[issue6203] 3.x locale does not default to C, contrary to the documentation and to 2.x behavior

Marc-Andre Lemburg report at bugs.python.org
Fri Jan 28 10:27:54 CET 2011


Marc-Andre Lemburg <mal at egenix.com> added the comment:

Python can be embedded into other applications and unconditionally
changing the locale (esp. the LC_CTYPE) is not good practice, since
it's not thread-safe and affects the entire process.

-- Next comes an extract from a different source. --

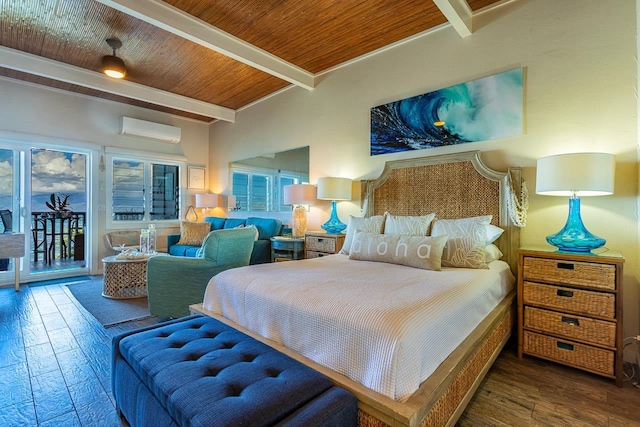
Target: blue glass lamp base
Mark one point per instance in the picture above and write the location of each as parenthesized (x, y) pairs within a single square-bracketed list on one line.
[(334, 225), (574, 237)]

An application
may have set LC_CTYPE (or the locale) to something completely
different.

If at all, Python should be more careful using this call (pseudo
code):

lc_ctype = setlocale(LC_CTYPE, NULL);
if (lc_ctype == NULL || strcmp(lc_ctype, "") || strcmp(lc_ctype, "C")) {
    env_lc_ctype = setlocale(LC_CTYPE, "");
    setlocale(LC_CTYPE, lc_ctype);
    lc_ctype = env_lc_ctype;
}

Then use lc_ctype to figure out encodings, etc.

While this is not thread-safe, it at least reverts the change back
to the original setting and only applies the change if needed. That's
still not optimal, but better than nothing.

An clean alternative would be adding LC_* variable parsing code to
Python to avoid the setlocale() call altogether.